Return the age in total months as a float.

class pylangacq.CHAT

CHAT data reader for CHILDES/TalkBank transcripts.

This class parses CHAT transcription files and provides access to utterances, tokens, words, and annotations.

ages() list[Age | None]

Return the age of the target child (CHI) in each file.

Returns:

One Age per file, or None if the file has no CHI or the CHI has no age.

append() None

Append data from another CHAT reader.

Parameters:

other – A CHAT reader whose data to append.

append_left() None

Left-append data from another CHAT reader.

Parameters:

other – A CHAT reader whose data to prepend.

clear() None

Remove all data from this reader.

extend() None

Extend data from multiple CHAT readers.

Parameters:

others – CHAT readers whose data to append.

extend_left() None

Left-extend data from multiple CHAT readers.

Parameters:

others – CHAT readers whose data to prepend.

file_paths

Return the list of file paths.

Returns:

File paths or identifiers.

filter(*, files: str | Sequence[str] | None = None, participants: str | Sequence[str] | None = None) CHAT

Return a new CHAT filtered by file path and/or participant regex.

Parameters:
  • files – Regex pattern(s) to include only matching file paths. Accepts a single string or a sequence of strings. Multiple patterns are OR’d.

  • participants – Regex pattern(s) to include only matching participant codes. Accepts a single string or a sequence of strings. Patterns are auto-anchored (full match). Multiple patterns are OR’d.

Returns:

A new filtered CHAT reader.

classmethod from_dir(path: str | os.PathLike[str], *, match: str | None = None, extension: str = '.cha', parallel: bool = True, strict: bool = True, mor_tier: str | None = '%mor', gra_tier: str | None = '%gra') CHAT

Recursively load CHAT data from a directory.

Parameters:
  • path – Directory path to search.

  • match – Regex pattern to include only matching file paths.

  • extension – File extension to filter by (default: “.cha”).

  • parallel – If True, use parallel processing. Set to False to disable multithreading.

  • strict – If True (default), raise ValueError on mor/word misalignment. If False, emit a warning and set tokens to an empty list for affected utterances.

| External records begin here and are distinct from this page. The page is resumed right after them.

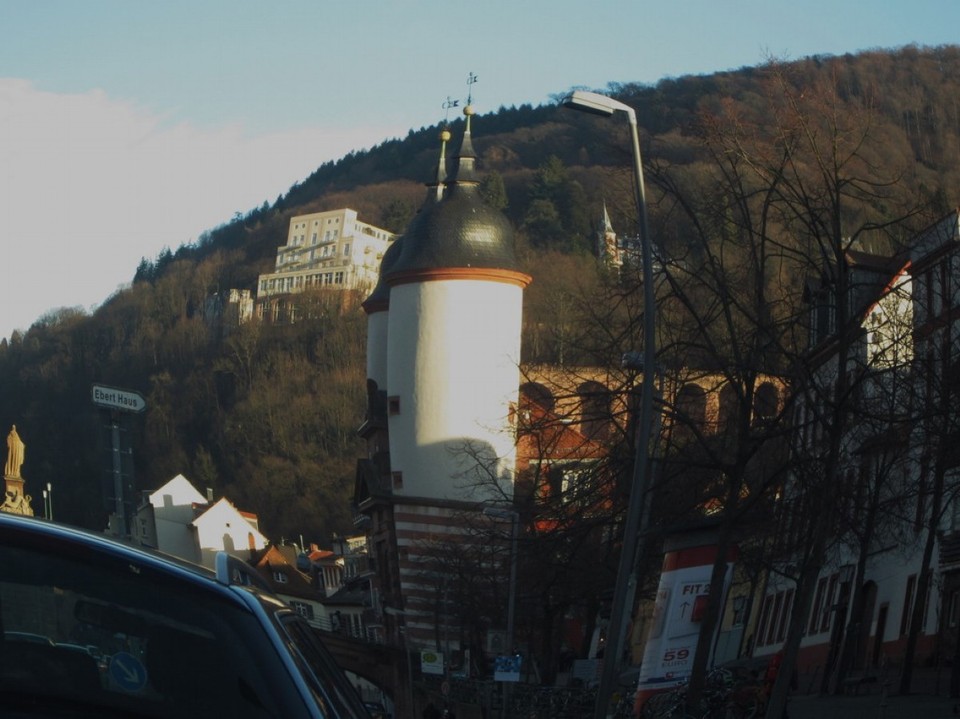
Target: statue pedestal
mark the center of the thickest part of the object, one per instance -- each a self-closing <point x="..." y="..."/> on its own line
<point x="14" y="500"/>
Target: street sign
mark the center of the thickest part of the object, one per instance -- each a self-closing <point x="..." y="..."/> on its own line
<point x="122" y="399"/>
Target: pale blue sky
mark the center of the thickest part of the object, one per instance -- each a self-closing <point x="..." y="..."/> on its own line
<point x="178" y="113"/>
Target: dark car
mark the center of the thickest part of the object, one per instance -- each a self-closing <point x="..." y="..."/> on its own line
<point x="92" y="627"/>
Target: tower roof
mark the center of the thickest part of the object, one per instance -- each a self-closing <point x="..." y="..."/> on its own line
<point x="458" y="230"/>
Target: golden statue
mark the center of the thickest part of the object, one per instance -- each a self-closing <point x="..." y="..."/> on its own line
<point x="15" y="501"/>
<point x="15" y="447"/>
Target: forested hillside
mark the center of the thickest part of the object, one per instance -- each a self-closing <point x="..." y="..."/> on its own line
<point x="266" y="415"/>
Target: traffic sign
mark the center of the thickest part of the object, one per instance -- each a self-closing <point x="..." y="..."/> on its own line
<point x="122" y="399"/>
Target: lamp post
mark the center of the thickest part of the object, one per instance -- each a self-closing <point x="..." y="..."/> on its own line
<point x="514" y="518"/>
<point x="512" y="600"/>
<point x="636" y="520"/>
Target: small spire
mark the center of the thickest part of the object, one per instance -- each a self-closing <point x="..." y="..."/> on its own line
<point x="438" y="186"/>
<point x="466" y="158"/>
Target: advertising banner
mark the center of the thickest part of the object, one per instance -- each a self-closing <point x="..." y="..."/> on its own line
<point x="680" y="605"/>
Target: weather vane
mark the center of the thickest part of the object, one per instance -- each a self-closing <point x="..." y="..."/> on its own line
<point x="448" y="103"/>
<point x="471" y="79"/>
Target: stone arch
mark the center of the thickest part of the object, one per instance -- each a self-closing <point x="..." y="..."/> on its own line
<point x="594" y="409"/>
<point x="766" y="402"/>
<point x="691" y="408"/>
<point x="538" y="394"/>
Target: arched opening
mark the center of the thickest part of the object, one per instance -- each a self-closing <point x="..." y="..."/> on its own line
<point x="766" y="401"/>
<point x="594" y="410"/>
<point x="690" y="409"/>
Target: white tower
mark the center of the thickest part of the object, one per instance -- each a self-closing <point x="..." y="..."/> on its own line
<point x="443" y="378"/>
<point x="453" y="346"/>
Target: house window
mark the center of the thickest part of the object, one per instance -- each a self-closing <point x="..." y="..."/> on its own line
<point x="816" y="614"/>
<point x="303" y="609"/>
<point x="775" y="618"/>
<point x="908" y="597"/>
<point x="764" y="620"/>
<point x="827" y="611"/>
<point x="787" y="608"/>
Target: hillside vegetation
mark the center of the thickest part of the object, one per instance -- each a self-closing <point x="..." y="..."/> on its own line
<point x="266" y="415"/>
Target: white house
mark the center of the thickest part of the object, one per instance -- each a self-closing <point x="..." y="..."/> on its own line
<point x="179" y="520"/>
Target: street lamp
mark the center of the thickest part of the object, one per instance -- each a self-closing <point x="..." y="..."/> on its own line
<point x="636" y="521"/>
<point x="514" y="518"/>
<point x="512" y="600"/>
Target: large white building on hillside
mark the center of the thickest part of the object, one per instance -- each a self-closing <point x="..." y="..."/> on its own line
<point x="331" y="250"/>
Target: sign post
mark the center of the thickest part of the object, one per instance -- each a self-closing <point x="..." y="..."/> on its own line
<point x="117" y="402"/>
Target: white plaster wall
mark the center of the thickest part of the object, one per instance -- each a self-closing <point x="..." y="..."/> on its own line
<point x="377" y="348"/>
<point x="453" y="350"/>
<point x="223" y="528"/>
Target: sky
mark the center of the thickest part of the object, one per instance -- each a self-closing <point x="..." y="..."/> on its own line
<point x="131" y="126"/>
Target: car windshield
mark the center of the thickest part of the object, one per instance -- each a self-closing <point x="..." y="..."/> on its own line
<point x="89" y="634"/>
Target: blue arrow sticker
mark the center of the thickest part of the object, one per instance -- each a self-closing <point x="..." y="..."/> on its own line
<point x="127" y="672"/>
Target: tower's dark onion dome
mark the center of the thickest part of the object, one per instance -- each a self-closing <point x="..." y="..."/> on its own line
<point x="379" y="299"/>
<point x="460" y="231"/>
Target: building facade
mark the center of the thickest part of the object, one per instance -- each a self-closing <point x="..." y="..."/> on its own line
<point x="327" y="250"/>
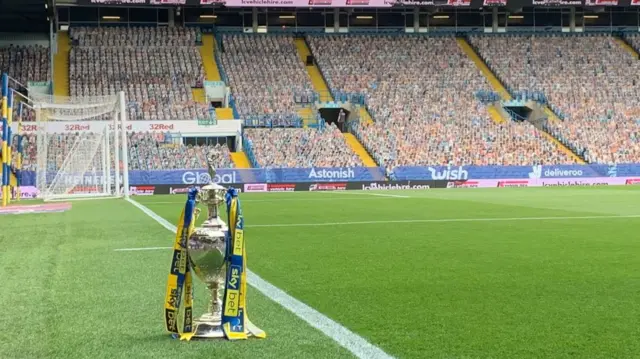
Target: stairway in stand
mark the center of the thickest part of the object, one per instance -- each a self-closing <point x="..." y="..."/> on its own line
<point x="211" y="74"/>
<point x="240" y="160"/>
<point x="497" y="86"/>
<point x="628" y="47"/>
<point x="61" y="65"/>
<point x="208" y="60"/>
<point x="357" y="147"/>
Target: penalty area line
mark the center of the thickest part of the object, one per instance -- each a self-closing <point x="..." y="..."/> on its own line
<point x="442" y="220"/>
<point x="349" y="340"/>
<point x="367" y="194"/>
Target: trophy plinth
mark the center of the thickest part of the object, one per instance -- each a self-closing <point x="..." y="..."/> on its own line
<point x="207" y="248"/>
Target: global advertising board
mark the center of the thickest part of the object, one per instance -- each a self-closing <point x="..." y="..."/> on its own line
<point x="355" y="174"/>
<point x="398" y="185"/>
<point x="226" y="176"/>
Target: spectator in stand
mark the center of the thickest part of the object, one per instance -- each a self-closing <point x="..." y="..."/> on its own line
<point x="265" y="74"/>
<point x="423" y="105"/>
<point x="282" y="148"/>
<point x="26" y="63"/>
<point x="590" y="80"/>
<point x="156" y="67"/>
<point x="147" y="151"/>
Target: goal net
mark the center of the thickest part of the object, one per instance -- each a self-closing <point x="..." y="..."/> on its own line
<point x="81" y="147"/>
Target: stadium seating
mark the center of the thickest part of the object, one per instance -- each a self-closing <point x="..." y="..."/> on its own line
<point x="147" y="151"/>
<point x="156" y="67"/>
<point x="26" y="63"/>
<point x="591" y="80"/>
<point x="634" y="40"/>
<point x="423" y="105"/>
<point x="280" y="148"/>
<point x="264" y="74"/>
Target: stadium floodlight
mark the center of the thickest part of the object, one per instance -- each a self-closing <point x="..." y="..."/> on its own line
<point x="93" y="162"/>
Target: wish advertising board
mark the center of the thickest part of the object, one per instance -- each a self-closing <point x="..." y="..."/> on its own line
<point x="356" y="174"/>
<point x="514" y="172"/>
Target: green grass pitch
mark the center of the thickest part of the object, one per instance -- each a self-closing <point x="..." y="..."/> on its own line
<point x="464" y="273"/>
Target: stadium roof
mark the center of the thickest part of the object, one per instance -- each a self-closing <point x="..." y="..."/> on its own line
<point x="25" y="15"/>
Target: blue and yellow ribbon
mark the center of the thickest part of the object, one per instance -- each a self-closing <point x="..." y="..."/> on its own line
<point x="235" y="322"/>
<point x="180" y="280"/>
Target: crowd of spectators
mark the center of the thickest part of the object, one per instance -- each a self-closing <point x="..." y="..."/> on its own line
<point x="156" y="67"/>
<point x="423" y="105"/>
<point x="147" y="151"/>
<point x="301" y="147"/>
<point x="591" y="80"/>
<point x="26" y="63"/>
<point x="634" y="40"/>
<point x="265" y="75"/>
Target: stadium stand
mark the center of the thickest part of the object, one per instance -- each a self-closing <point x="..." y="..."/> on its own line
<point x="591" y="81"/>
<point x="147" y="151"/>
<point x="423" y="105"/>
<point x="264" y="74"/>
<point x="156" y="67"/>
<point x="300" y="147"/>
<point x="26" y="63"/>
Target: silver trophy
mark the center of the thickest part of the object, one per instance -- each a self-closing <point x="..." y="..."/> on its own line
<point x="207" y="247"/>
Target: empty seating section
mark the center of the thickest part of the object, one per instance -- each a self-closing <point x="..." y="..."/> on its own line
<point x="298" y="147"/>
<point x="264" y="73"/>
<point x="26" y="63"/>
<point x="591" y="80"/>
<point x="147" y="151"/>
<point x="420" y="93"/>
<point x="156" y="67"/>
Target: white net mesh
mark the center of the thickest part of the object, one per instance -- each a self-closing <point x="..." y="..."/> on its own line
<point x="77" y="146"/>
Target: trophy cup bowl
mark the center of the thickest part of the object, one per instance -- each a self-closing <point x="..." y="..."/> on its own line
<point x="207" y="247"/>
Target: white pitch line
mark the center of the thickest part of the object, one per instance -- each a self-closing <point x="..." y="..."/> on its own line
<point x="343" y="336"/>
<point x="368" y="194"/>
<point x="294" y="199"/>
<point x="443" y="220"/>
<point x="140" y="249"/>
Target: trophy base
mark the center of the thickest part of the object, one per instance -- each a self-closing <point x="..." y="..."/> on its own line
<point x="208" y="330"/>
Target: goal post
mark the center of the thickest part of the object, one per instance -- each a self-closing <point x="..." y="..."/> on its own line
<point x="81" y="147"/>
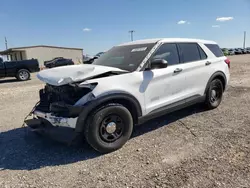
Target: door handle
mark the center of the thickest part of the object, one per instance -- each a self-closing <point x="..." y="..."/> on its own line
<point x="207" y="63"/>
<point x="177" y="70"/>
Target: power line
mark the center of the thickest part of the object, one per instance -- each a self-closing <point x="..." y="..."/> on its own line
<point x="131" y="34"/>
<point x="6" y="43"/>
<point x="244" y="42"/>
<point x="6" y="46"/>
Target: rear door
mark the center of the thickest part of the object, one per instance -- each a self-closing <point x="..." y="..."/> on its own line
<point x="2" y="68"/>
<point x="164" y="86"/>
<point x="196" y="68"/>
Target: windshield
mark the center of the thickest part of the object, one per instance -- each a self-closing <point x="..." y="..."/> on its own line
<point x="125" y="57"/>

  • mor_tier – Name of the dependent tier to treat as the morphology tier, e.g. "%mor" or "%xmor". Set to None to disable mor+gra handling.

  • gra_tier – Name of the dependent tier to treat as the grammatical relation tier, e.g. "%gra" or "%xgra". Set to None to disable mor+gra handling.

Returns:

A new CHAT reader with the parsed data.

Raises:

ValueError – If strict is True and mor/word misalignment is found.

classmethod from_files(paths: Sequence[str | os.PathLike[str]], *, parallel: bool = True, strict: bool = True, mor_tier: str | None = '%mor', gra_tier: str | None = '%gra') CHAT

Load CHAT data from file paths.

Parameters:
  • paths – Paths to CHAT files.

  • parallel – If True, use parallel processing. Set to False to disable multithreading.

  • strict – If True (default), raise ValueError on mor/word misalignment. If False, emit a warning and set tokens to an empty list for affected utterances.

  • mor_tier – Name of the dependent tier to treat as the morphology tier, e.g. "%mor" or "%xmor". Set to None to disable mor+gra handling.

  • gra_tier – Name of the dependent tier to treat as the grammatical relation tier, e.g. "%gra" or "%xgra". Set to None to disable mor+gra handling.

Returns:

A new CHAT reader with the parsed data.

Raises:

ValueError – If strict is True and mor/word misalignment is found.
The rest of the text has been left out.